Every spring, meltwater fills crevasses that spider across the glacier's surface like a network of cracks in ice. Some of these crevasses drain as summer progresses; others hold their water stubbornly through the season. For years, scientists have known that timing matters enormously. When water drains through a glacier, it changes how the ice flows, can trigger ice to break apart, and sets off feedback loops that lead to faster ice loss. But they couldn't reliably predict when that drainage would happen, making it harder to model how quickly glaciers shed ice into the ocean.

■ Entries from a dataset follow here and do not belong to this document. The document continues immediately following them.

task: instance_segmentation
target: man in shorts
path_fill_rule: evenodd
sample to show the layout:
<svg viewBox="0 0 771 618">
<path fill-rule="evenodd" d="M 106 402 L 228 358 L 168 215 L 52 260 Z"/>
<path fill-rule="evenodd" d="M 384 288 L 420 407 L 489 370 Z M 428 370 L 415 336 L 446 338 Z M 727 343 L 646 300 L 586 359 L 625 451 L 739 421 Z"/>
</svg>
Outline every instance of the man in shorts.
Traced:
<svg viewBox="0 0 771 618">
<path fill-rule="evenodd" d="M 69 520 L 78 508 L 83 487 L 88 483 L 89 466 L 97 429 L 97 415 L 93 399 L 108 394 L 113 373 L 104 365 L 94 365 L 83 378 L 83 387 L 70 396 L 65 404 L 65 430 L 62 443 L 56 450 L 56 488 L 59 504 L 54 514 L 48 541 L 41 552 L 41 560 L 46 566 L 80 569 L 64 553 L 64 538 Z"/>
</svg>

Chudley's team approached the problem by linking ice mechanics directly to water movement. They used satellite imagery from the Sentinel-2 mission to track water in crevasses between 2016 and 2022, focusing especially on 2019 when satellite coverage was most complete. Rather than make educated guesses about drainage timing, they fed those observations into a convolutional neural network—an artificial intelligence tool—to map water coverage through the season and search for patterns between the mechanical forces squeezing and stretching the ice and the actual drainage of crevasse ponds.

The discovery was elegant and powerful: seasonal ice dynamics are the dominant factor controlling when crevasse meltwater drains. Specifically, when seasonal changes cause ice to stretch, crevasses can suddenly release the water they've been holding. This stretching and squeezing is driven by gravity pulling the glacier downhill, by the ice sliding over subglacial water, and by how the glacier interacts with the ocean. The findings appear in AGU Advances, a peer-reviewed journal published by the American Geophysical Union.

The practical importance cannot be overstated. The Greenland Ice Sheet sheds trillions of gallons of water each year. Understanding when that drainage occurs matters not only for predicting sea-level rise, but also for modeling how the glacier slides across its bedrock and when meltwater reaches the ocean. These processes are not isolated to Store Glacier—the researchers believe their findings likely illuminate similar dynamics in other fast-flowing outlet glaciers and ice sheets worldwide.

What makes this work particularly promising is that it offers a path forward for improving how ice behavior is represented in the climate models scientists use to forecast future change. As climate models become more sophisticated, they increasingly need to account for these kinds of mechanical details. The research shows that linking satellite observations to physics-based modeling can reveal hidden patterns that simpler assumptions might miss.

Chudley and his colleagues have shown that sometimes the most powerful predictor of what ice will do is not a chemical process or a hidden variable, but something visible to the naked eye: the physical forces that squeeze and stretch the glacier with the turning of the seasons.